Here's the gist of the Federal Reserve's financial stress test for Americans: Say your car unexpectedly breaks down, and it's going to cost $400 to fix it so you can get to work. Do you have the cash to pay for the repairs?
If not, you're not alone.
Forty-six percent of American adults told the Federal Reserve that they either don't have the cash to cover an emergency expense, or would have to sell something or borrow money to come up with the funds, according to the central bank's annual study, which surveyed more than 5,000 people in October and November about their household finances.
While the economy may be improving, those gains apparently aren't being felt in the wallets of many Americans, given that the share of people failing the stress test has barely budged since last year, when 47 percent said they'd struggle to come up with the money. Even more troubling, almost one-third of Americans -- or 76 million adults -- said they are either "struggling to get by" or are "just getting by."
Americans aren't experiencing the recovery in the same way, the report found. Those who are more likely to say they're in a better financial situation than a year earlier are those with higher levels of education or who already had been earning middle-class or upper-middle-class incomes.
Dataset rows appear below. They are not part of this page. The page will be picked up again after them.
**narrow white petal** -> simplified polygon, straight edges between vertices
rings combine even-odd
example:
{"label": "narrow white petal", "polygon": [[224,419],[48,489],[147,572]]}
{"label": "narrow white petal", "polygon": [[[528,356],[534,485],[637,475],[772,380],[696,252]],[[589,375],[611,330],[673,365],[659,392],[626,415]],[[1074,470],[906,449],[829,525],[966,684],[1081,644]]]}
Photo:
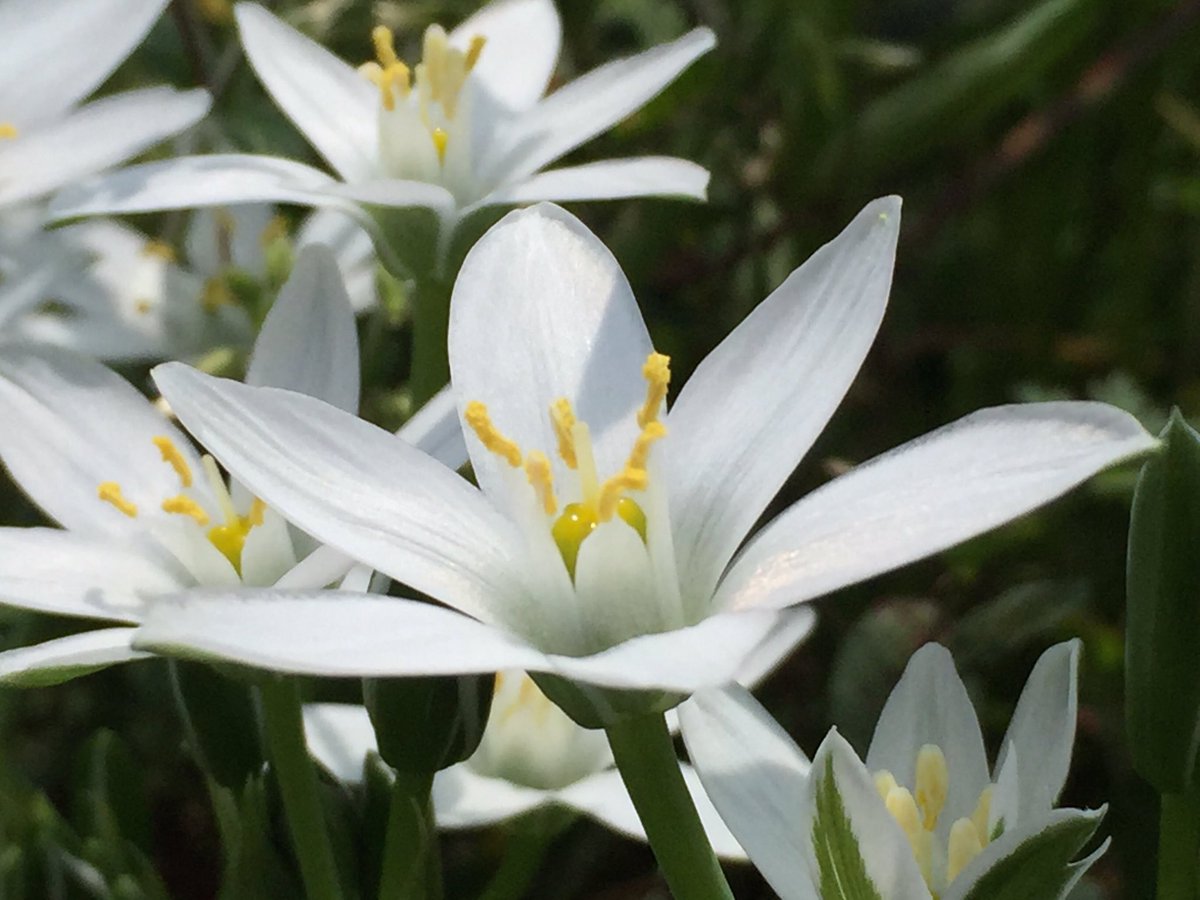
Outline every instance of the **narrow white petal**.
{"label": "narrow white petal", "polygon": [[357,413],[358,369],[358,328],[337,261],[326,247],[306,247],[262,324],[246,384]]}
{"label": "narrow white petal", "polygon": [[493,0],[450,32],[460,50],[487,40],[472,70],[500,102],[532,106],[546,92],[562,43],[562,22],[550,0]]}
{"label": "narrow white petal", "polygon": [[1078,640],[1066,641],[1042,654],[1000,745],[997,772],[1010,752],[1034,763],[1018,770],[1017,811],[1022,821],[1051,809],[1067,780],[1075,745],[1079,647]]}
{"label": "narrow white petal", "polygon": [[[84,533],[130,532],[178,494],[155,437],[178,449],[193,475],[189,441],[128,382],[99,363],[61,350],[0,351],[0,460],[47,515]],[[129,518],[98,495],[115,482],[138,510]]]}
{"label": "narrow white petal", "polygon": [[948,831],[956,820],[971,815],[990,779],[975,707],[953,658],[940,644],[926,644],[908,661],[879,714],[867,768],[872,773],[886,769],[911,790],[917,754],[926,744],[937,745],[946,757],[950,795],[938,825],[939,831]]}
{"label": "narrow white petal", "polygon": [[444,387],[405,422],[396,436],[428,453],[448,469],[469,461],[454,392]]}
{"label": "narrow white petal", "polygon": [[[540,205],[480,239],[454,285],[449,350],[460,409],[483,402],[501,432],[561,475],[549,409],[566,397],[591,429],[600,477],[624,467],[650,336],[617,261],[574,216]],[[467,448],[480,485],[503,498],[508,463],[473,433]]]}
{"label": "narrow white petal", "polygon": [[201,207],[188,217],[183,237],[188,267],[198,275],[220,274],[228,265],[266,277],[263,241],[275,209],[269,203]]}
{"label": "narrow white petal", "polygon": [[335,184],[329,193],[366,206],[426,207],[443,217],[452,216],[457,205],[454,195],[440,184],[400,178]]}
{"label": "narrow white petal", "polygon": [[858,374],[887,305],[899,231],[898,197],[868,204],[680,391],[668,477],[685,596],[711,594]]}
{"label": "narrow white petal", "polygon": [[756,687],[779,668],[797,646],[808,639],[816,626],[817,614],[811,606],[797,606],[786,610],[775,630],[738,669],[737,683],[748,688]]}
{"label": "narrow white petal", "polygon": [[506,206],[554,200],[619,200],[626,197],[690,197],[708,195],[708,169],[686,159],[645,156],[609,159],[551,169],[492,191],[476,206]]}
{"label": "narrow white petal", "polygon": [[117,663],[145,659],[129,646],[133,628],[85,631],[0,653],[0,685],[41,687],[58,684]]}
{"label": "narrow white petal", "polygon": [[657,96],[716,39],[697,28],[669,44],[614,60],[559,88],[506,130],[485,179],[515,181],[607,131]]}
{"label": "narrow white petal", "polygon": [[239,3],[246,58],[271,98],[346,181],[370,178],[379,91],[320,44],[255,3]]}
{"label": "narrow white petal", "polygon": [[267,507],[262,523],[250,529],[242,545],[242,583],[250,587],[270,587],[295,566],[291,528],[283,516]]}
{"label": "narrow white petal", "polygon": [[180,421],[256,497],[352,558],[489,621],[520,596],[511,527],[395,435],[311,397],[154,370]]}
{"label": "narrow white petal", "polygon": [[1102,403],[981,410],[801,499],[734,561],[717,605],[785,606],[1024,515],[1155,441]]}
{"label": "narrow white petal", "polygon": [[375,244],[362,225],[334,209],[318,209],[296,232],[296,248],[324,244],[337,257],[346,292],[355,312],[374,309],[379,301],[375,271],[379,266]]}
{"label": "narrow white petal", "polygon": [[809,763],[744,688],[699,691],[679,707],[688,756],[708,796],[767,882],[815,896],[801,843]]}
{"label": "narrow white petal", "polygon": [[147,601],[185,582],[136,545],[57,528],[0,528],[0,603],[137,622]]}
{"label": "narrow white petal", "polygon": [[[930,900],[929,889],[917,868],[908,838],[883,805],[871,773],[836,729],[829,732],[813,757],[804,806],[806,826],[800,842],[814,882],[819,883],[820,879],[820,867],[814,853],[814,803],[817,792],[831,773],[846,818],[858,841],[867,876],[876,890],[887,900]],[[787,895],[784,900],[788,900]]]}
{"label": "narrow white petal", "polygon": [[275,582],[277,588],[323,588],[345,577],[355,562],[336,547],[319,546]]}
{"label": "narrow white petal", "polygon": [[149,610],[136,645],[331,677],[547,668],[537,650],[454,610],[346,591],[190,591]]}
{"label": "narrow white petal", "polygon": [[142,163],[72,184],[50,201],[55,219],[237,203],[346,207],[320,169],[276,156],[214,153]]}
{"label": "narrow white petal", "polygon": [[66,112],[141,43],[167,0],[0,3],[0,109],[31,124]]}
{"label": "narrow white petal", "polygon": [[141,153],[200,121],[207,91],[146,88],[82,106],[0,144],[0,204],[40,197]]}
{"label": "narrow white petal", "polygon": [[354,703],[307,703],[304,734],[313,758],[346,784],[359,784],[367,754],[378,749],[366,707]]}
{"label": "narrow white petal", "polygon": [[551,803],[554,792],[489,778],[459,763],[434,776],[432,799],[439,828],[479,828]]}
{"label": "narrow white petal", "polygon": [[579,548],[575,595],[595,648],[683,624],[663,608],[641,536],[621,519],[602,522]]}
That reflects the reality of the 21st century job market, where workers with high school-level educations are struggling with stagnating wages and declining opportunities while their college-educated peers are pulling ahead financially.
"Economic advancement continues to be experienced to a greater degree for respondents in higher socioeconomic circumstances," the Federal Reserve said in the report. "Among those with only a high-school degree or less, respondents are just 1 percentage point more likely to report that they are better off than they were a year earlier than to say that they are worse off."
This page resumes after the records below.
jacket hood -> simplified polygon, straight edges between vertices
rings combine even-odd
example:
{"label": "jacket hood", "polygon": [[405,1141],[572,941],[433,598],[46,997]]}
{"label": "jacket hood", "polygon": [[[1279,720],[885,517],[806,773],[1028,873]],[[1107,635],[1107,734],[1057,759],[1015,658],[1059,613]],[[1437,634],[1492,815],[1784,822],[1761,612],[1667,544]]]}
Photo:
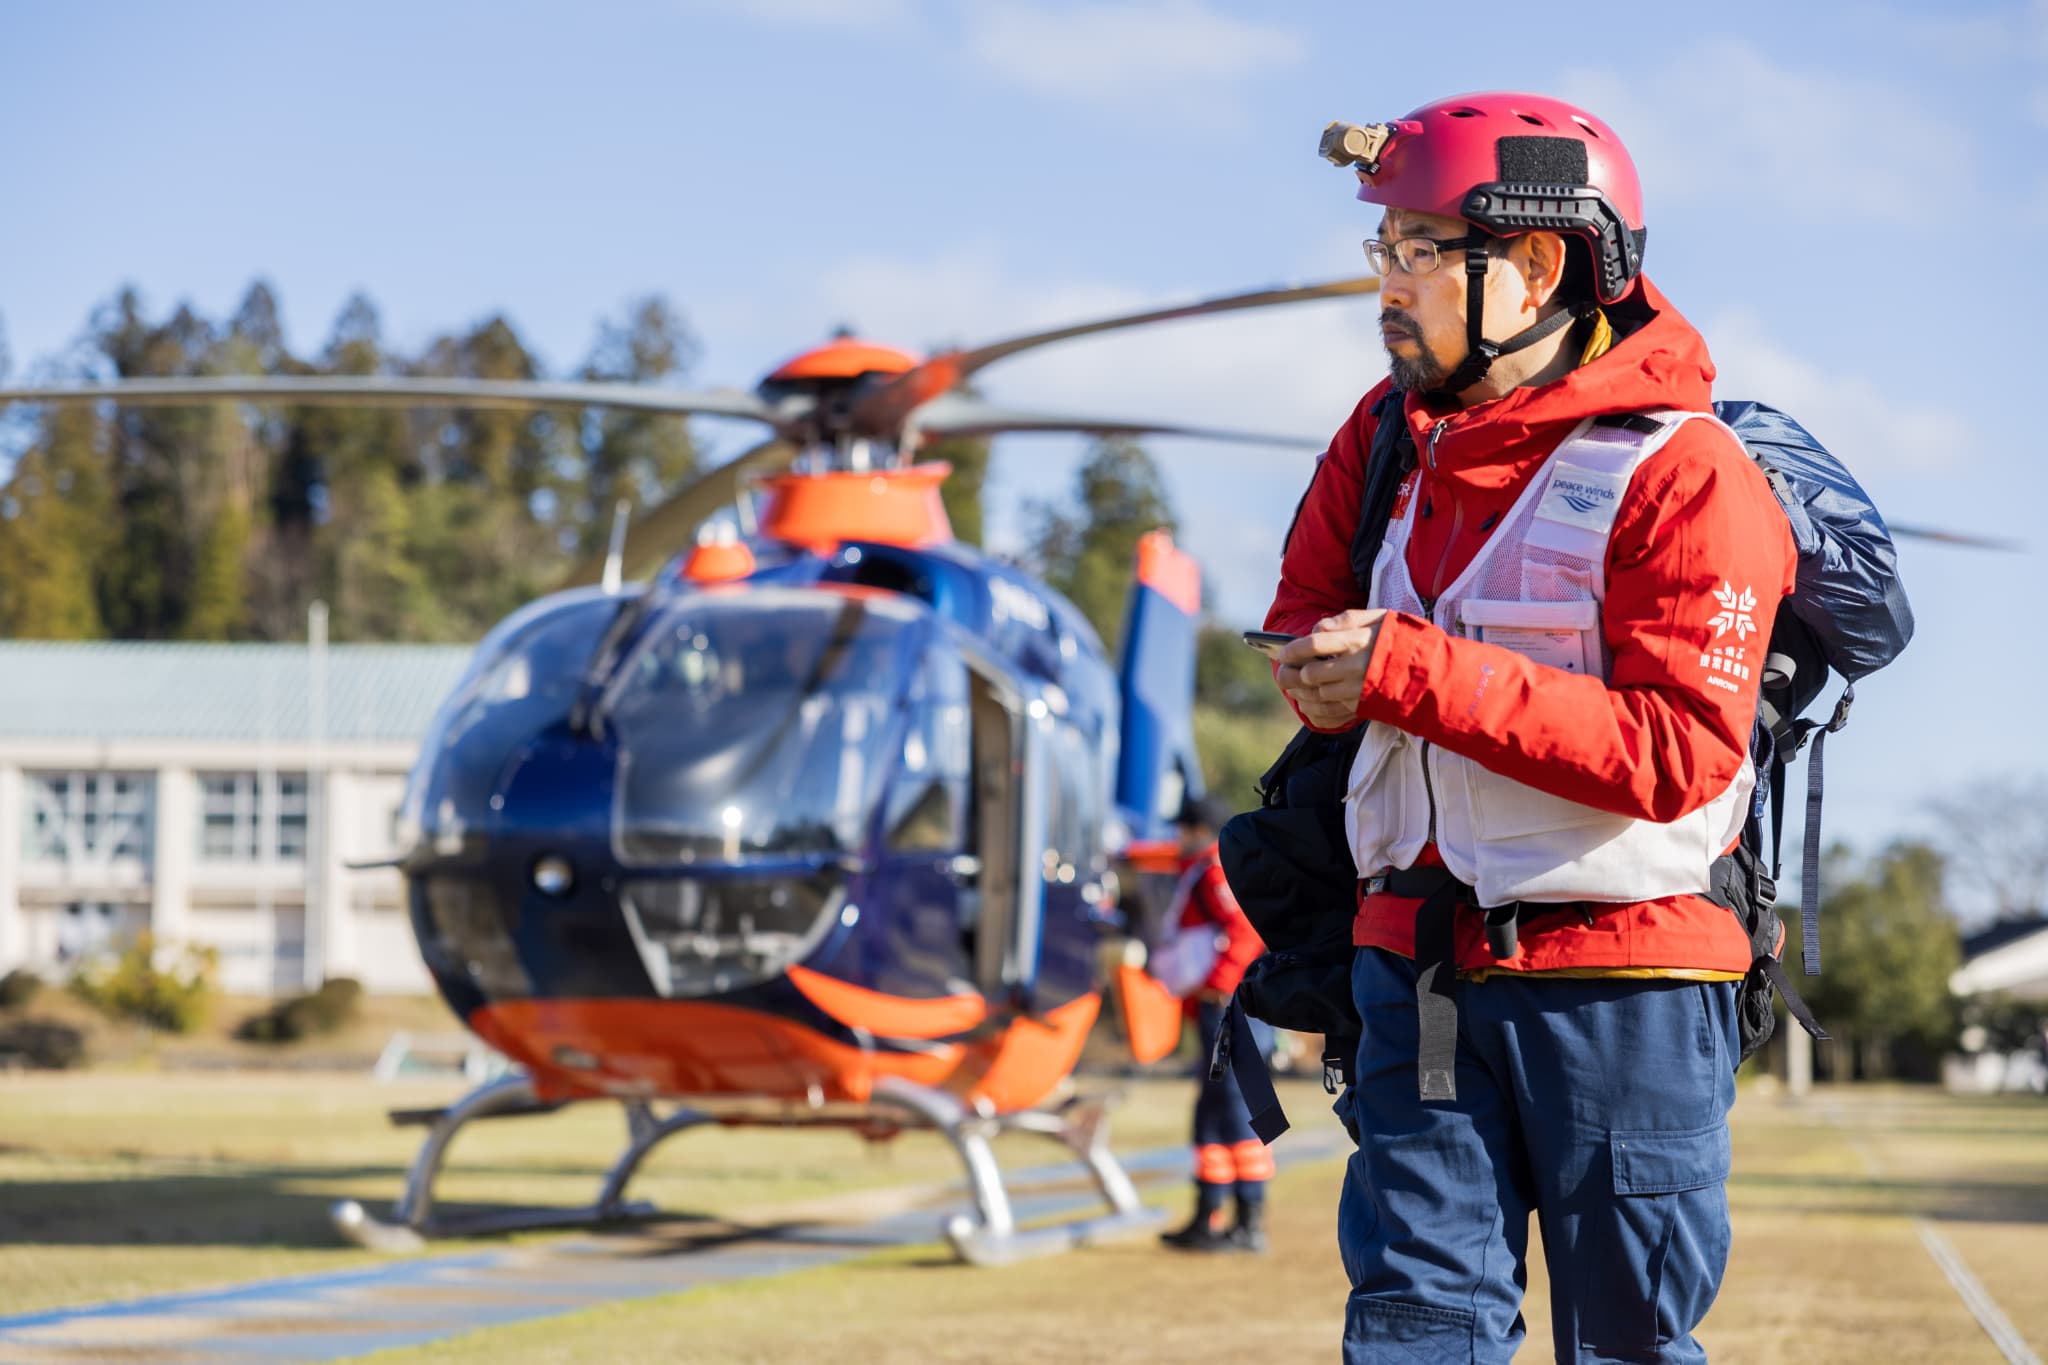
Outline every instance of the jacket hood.
{"label": "jacket hood", "polygon": [[1475,487],[1514,481],[1588,417],[1655,408],[1711,409],[1714,362],[1707,343],[1647,277],[1607,308],[1618,339],[1590,365],[1548,384],[1515,389],[1469,408],[1441,409],[1409,394],[1416,449],[1437,433],[1436,467]]}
Almost 41 percent of the college graduates surveyed by the Fed said they were living comfortably. But among Americans with high school-level educations or less, that share was only 19.8 percent.
An even starker picture emerges in focusing on people who the Fed interviewed two years in a row. The researchers tracked down more than 2,000 respondents who had participated in its 2014 survey and asked them to describe their financial situation a year later. In a classic "rich-get-richer" phenomenon, those Americans who said they were well-off two years ago were the most likely to say they were on even stronger financial ground a year later.
But many of those who said they were struggling financially in 2014 said their economic situation had deteriorated in just a year, the report found.
"Nearly half of those who had been finding it difficult in 2014 now say that they are actually worse off than they had been a year earlier," the Fed noted.
Among the larger pool of respondents, the Fed found that Americans overall say they're doing slightly better, with about 69 percent saying they are either "living comfortably" or "doing okay," compared with 65 percent a year earlier. But again, it appears that much of those improvements stem from those who were already financially stable.
For the most part, Americans who are married, have college degrees and are white are more likely to say they're living comfortably.
"Single parents, racial and ethnic minorities, and respondents with lower levels of income or education are all more likely to report that they were having some level of difficulty getting by financially," the survey found.
But back to the $400 stress test. Why is that revealing?
It turns out that money emergencies are fairly common, with the survey finding that almost one of five respondents reported that either they or a family member who lives with them had experienced a financial hardship in the past year, ranging from job loss to a reduction in work hours.
Without a financial cushion to fall back on, it's more likely those Americans will turn to expensive financial products like payday loans or racking up credit card debt, potentially ending up in even more dire financial straits.
The report noted, "The many pockets of consumers who display elevated levels of financial stress and who are at risk for financial disruption in the case of further economic hardships remain a concern."